That Face by Polly Stenham
Directed by Shane Bosher
Silo Theatre
Herald Theatre, the Edge
Until April 10
English playwright Polly Stenham wrote That Face in 2007 when she was 19 but she brings an understanding of relationships which one would expect from someone much older.
This is a play that focuses on that most complex of institutions, the family, of which Tolstoy once famously wrote, “Happy families are all alike, every unhappy family is unhappy in its own way."
It is certainly an unhappy family we encounter in That Face.
At the centre of the story is a house-bound, alcoholic, prescription drug taking mother, Martha, and her teenage son, Henry.
Her husband now lives in Hong Kong with his new Asian wife and baby, so Henry has become nursemaid, companion and counsellor to his mother.
The slightly estranged daughter Mia is just about to be expelled from her private school for giving one of her school mates a handful of drugs, which she had stolen from her mother’s supply.
This is the least of the problems the family faces.
Martha, having lost her husband and daughter, is about to lose her son as well unless she goes in for a bit of rehab.
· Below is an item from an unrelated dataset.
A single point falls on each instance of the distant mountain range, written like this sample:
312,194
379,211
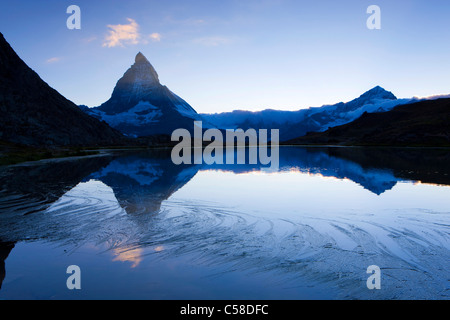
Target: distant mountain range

But it is the unspoken and unresolved relationship between her and Henry that is the big problem.
While this might not be a classic case of Freudian oedipal complex being explored, it gets close.
This is a family in which the power struggles and relationships have never been defined or acknowledged. That they are not resolved means the children’s lives have already been damaged, destined to repeat the problems of their parents or to create new ones..
While the play is serious about relationships, there is level of humour throughout, and we get to see characters from our own experience and hear the conversations we have had with our own children or parents.
Jennifer Ward-Lealand presents a brilliantly realised dipsomaniac Martha, who wallows in her predicament, incapable of getting help apart from her too willing son. She provides Martha with a set of personae that reveal her almost schizophrenic approach to life and her family.
Dan Weekes as Henry, the apparent rock of the family, gives the character a taut exterior which only just manages to hide the brittle inner person.
Mia, who could be the playwright’s alter ego has a complex and ill defined role, somewhere between observer and provocateur. Chelsie Preston Crawford manages to convey that most of the time but occasionally seems lost on the stage.
Rose McIvor as self-centred, vaguely amoral Izzy provides a clever role in seducing both Mia and Henry, showing the early onset of some of Martha’s problems.
Andrew Grainger as the husband Hugh, gives a suitably sympathetic and belligerent performance while Edith Poor gives her small role as Alice a subtle element of the sinister.
The white set designed by Simon Coleman with a bed surrounded by the detritus of everyday life is a nice metaphor for the pristine exterior and the inner shambles of the lives of the main characters.